Но нет, здесь он оказался несмел, подумала Рогнеда, он несмел, князь Владимир, он повторил чужую храбрость, болгары и ляхи крестились раньше, и ничего боги им не сделали, и старые их боги примирились с новым. Наверное, так надо, и он поступил умно и правильно, но нет смелости в его крещении. Но поступив по уму и расчету, он лишил меня имени, а вместе с ним и моей малой власти и небольшой силы, которые я должна иметь как княгиня, дочь Рогволода, кривичская княжна. Страх и малодушие владели им, когда он решил отнять мои имена. Чего-то князь Владимир побоялся, каких-то забот, беспокойства, мятежа. Все достояние отняли они: землю, детей, власть. Все они могут отнять, что вокруг меня, но ничего, что во мне. Ну, совсем ничего, решила Рогнеда. Они остригли меня. Но душа во мне прежняя, и желания мои им не изменить. А когда и как они исполнятся — дело судьбы. Пусть отдохнут, как земля зимой под снежной защитой. Пусть дремлют десять лет, пока вырастает мой сын. Вот мой срок терпения.
Обычно на сломе дня, когда сквозь слюдяное окно уже не просачивался в избу сумеречный свет и мать Анастасия зажигала лучину, скрипела дверь, и отец Симон переступал порог. Отец Симон входил, крестился на икону, давно отданную Анастасии в дар за исцеление, и садился в кут. Анастасия безмолвно ждала привычного вопроса. Симон тоже молчал в напрасной надежде, что она заговорит первой. Обоюдное молчание затягивалось и, увязнув в нем, поп Симон с хрипотцой в голосе от смущения обрывал эту нудную тишину.
— Что почитать тебе, мать Анастасия?
Читал отец Симон из Библии по памяти.
Анастасия называла: про братьев-мучеников. Но у отца Симона была своя цель, он тотчас возражал: «Про братьев много раз читано, лучше новое почитаю».
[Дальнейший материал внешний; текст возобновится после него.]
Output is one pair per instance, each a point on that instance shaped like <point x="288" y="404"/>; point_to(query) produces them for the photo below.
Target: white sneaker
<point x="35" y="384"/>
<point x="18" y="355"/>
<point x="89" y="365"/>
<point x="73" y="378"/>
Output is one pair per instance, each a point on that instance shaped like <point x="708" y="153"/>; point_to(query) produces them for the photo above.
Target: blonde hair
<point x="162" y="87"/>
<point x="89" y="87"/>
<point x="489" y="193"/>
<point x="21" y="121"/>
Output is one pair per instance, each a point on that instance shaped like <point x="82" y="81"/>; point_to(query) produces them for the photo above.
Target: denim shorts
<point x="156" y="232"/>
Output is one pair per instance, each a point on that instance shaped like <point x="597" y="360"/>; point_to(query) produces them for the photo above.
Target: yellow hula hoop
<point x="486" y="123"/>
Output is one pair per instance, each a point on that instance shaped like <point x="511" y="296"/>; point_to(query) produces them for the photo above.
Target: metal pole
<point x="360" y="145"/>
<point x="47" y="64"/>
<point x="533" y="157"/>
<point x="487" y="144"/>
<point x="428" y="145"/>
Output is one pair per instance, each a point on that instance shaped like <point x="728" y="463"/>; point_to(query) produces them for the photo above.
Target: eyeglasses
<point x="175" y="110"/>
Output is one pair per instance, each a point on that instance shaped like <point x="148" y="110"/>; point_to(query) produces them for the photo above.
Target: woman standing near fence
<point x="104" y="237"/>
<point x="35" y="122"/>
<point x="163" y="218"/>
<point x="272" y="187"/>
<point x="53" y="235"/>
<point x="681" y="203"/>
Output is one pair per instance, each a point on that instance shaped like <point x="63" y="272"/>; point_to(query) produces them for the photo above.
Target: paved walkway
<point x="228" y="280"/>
Анастасия прислонялась к печи, готовая слушать, и следила, как худое усталое лицо отца Симона светлеет, а черные искристые глаза начинают видеть нечто нездешнее, и вот уже он и духом не здесь, в тесной избе, а в тех давних пустынях и городах, где родился, ходил и умер на кресте его Бог. Отец Симон говорил, она слушала и еще слышала, как за стеной привычно крадется под окно вечный ее надзиратель Сыч. Но лепиться ухом к окну его давно не обязывали — подслушивал Сыч от скуки.
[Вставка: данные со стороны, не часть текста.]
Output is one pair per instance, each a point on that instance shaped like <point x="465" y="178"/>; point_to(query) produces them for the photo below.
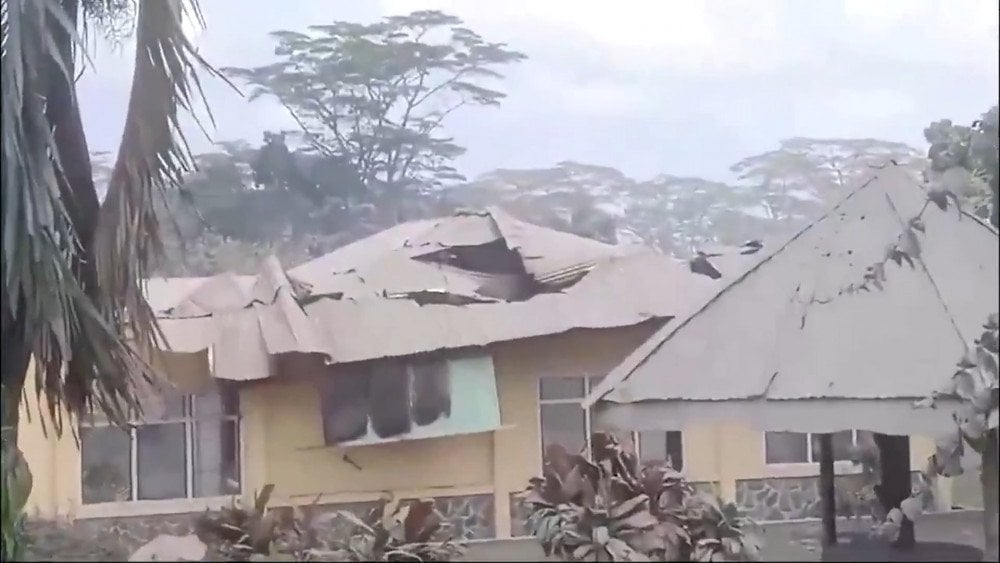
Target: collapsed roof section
<point x="472" y="279"/>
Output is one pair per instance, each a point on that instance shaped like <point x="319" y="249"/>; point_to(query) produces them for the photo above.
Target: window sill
<point x="152" y="507"/>
<point x="794" y="470"/>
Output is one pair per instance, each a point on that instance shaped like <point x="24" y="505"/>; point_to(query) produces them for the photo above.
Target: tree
<point x="803" y="176"/>
<point x="964" y="160"/>
<point x="72" y="264"/>
<point x="377" y="94"/>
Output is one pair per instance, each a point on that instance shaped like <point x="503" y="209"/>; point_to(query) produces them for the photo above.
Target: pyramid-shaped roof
<point x="862" y="312"/>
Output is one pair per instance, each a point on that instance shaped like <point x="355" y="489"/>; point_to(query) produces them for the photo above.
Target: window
<point x="564" y="422"/>
<point x="191" y="451"/>
<point x="395" y="400"/>
<point x="797" y="447"/>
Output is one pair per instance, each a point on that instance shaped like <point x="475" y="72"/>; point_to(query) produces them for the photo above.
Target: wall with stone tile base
<point x="519" y="513"/>
<point x="797" y="498"/>
<point x="103" y="539"/>
<point x="109" y="539"/>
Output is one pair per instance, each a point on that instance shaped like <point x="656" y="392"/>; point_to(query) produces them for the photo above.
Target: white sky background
<point x="648" y="87"/>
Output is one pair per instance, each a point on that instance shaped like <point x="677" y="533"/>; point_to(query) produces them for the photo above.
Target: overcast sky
<point x="661" y="86"/>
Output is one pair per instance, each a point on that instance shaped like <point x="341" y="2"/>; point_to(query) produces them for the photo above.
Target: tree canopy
<point x="377" y="94"/>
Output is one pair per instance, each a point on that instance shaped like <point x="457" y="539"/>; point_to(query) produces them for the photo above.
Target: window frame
<point x="589" y="382"/>
<point x="136" y="506"/>
<point x="452" y="364"/>
<point x="810" y="462"/>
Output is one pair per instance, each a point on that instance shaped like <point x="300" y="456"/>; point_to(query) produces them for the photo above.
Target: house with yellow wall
<point x="435" y="359"/>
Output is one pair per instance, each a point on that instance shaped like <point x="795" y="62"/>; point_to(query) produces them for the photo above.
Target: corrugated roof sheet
<point x="796" y="326"/>
<point x="362" y="303"/>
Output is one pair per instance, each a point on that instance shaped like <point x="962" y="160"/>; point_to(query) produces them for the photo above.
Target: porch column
<point x="827" y="492"/>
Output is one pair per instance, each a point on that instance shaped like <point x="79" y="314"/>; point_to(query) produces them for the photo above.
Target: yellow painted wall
<point x="54" y="461"/>
<point x="283" y="440"/>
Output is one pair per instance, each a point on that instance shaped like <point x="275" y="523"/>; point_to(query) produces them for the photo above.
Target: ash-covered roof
<point x="472" y="279"/>
<point x="842" y="327"/>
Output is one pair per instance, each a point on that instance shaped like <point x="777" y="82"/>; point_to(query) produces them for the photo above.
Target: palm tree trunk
<point x="78" y="194"/>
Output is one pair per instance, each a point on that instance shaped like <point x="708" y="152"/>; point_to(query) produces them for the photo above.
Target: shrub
<point x="612" y="510"/>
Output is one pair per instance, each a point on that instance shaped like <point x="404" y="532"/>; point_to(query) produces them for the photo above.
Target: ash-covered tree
<point x="377" y="94"/>
<point x="963" y="159"/>
<point x="799" y="179"/>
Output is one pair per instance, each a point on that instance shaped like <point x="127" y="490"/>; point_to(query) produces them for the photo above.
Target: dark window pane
<point x="565" y="425"/>
<point x="230" y="394"/>
<point x="562" y="388"/>
<point x="106" y="464"/>
<point x="431" y="391"/>
<point x="161" y="461"/>
<point x="843" y="442"/>
<point x="675" y="449"/>
<point x="344" y="398"/>
<point x="216" y="458"/>
<point x="655" y="446"/>
<point x="207" y="405"/>
<point x="389" y="392"/>
<point x="786" y="447"/>
<point x="168" y="406"/>
<point x="652" y="445"/>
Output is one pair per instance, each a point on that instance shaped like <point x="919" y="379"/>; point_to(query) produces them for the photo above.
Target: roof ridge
<point x="667" y="331"/>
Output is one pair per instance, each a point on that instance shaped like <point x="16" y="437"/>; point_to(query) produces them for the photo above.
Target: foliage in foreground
<point x="15" y="488"/>
<point x="392" y="531"/>
<point x="612" y="510"/>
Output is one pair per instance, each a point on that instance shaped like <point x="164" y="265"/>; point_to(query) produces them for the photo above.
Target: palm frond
<point x="73" y="272"/>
Отец Симон читал, а по чтении крестился и с этим крестом словно возвращался из сурового странствия в родной дом — добрел, улыбался и говорил Анастасии, чтобы и она прозрела: «Великую мудрость дал Господь в своих книгах». Анастасия просила еще почитать. Но если отец Симон читал из Евангелия, а потом говорил: «Великую мудрость дал Христос: возлюби врага своего!» — Анастасия немедленно и круто возражала: «Врагов возлюбить — зачем?» — «Возлюбишь врага, — доброжелательно отвечал отец Симон, — и не станет врагов!» — «Значит, на колени стать?» — спрашивала Анастасия. Поп Симон выдерживал порицающий взгляд и толковал свою правду: «Сдаться — одно, возлюбить — иное. Что слабый, что сильный — есть разница? Или понять не можешь?» Начинали спорить. Или если поп Симон говорил славословно: «Ради спасения человеков принял Иисус смертные муки!» — Анастасию передергивало: «Полдня на кресте провисел — неземные муки! Больно ему было, больно! А муки тут при чем? Другая баба при родах больше намучится». У отца Симона наливался кровью шрам, криво — через лоб, щеку, к шее — пересекавший лицо: «Баба! При родах! Духа нет… А то Бог в людском образе…» — «А тебе, отец Симон, — торжествуя, говорила Анастасия, — когда ребра перебили, месяц кровью отплевывался, и лицо посекли — тебе тоже больно было. А чем мучился? Плоть болела, жилы порванные. Всего-то!» — «Душа мучилась, — кричал поп Симон, — что люди глухие, истины не слушают, бродят во мраке подобно скотам». — «Все подобно скотам, один ты, поп Симон, на свету человеком», — усмехалась Анастасия. И оба спорили до глубокой ночи и расставались, обессиленные безнадежностью убедить в своем. Но иной раз вовсе не враждовали, слушали друг друга с участием и расходились умиленные.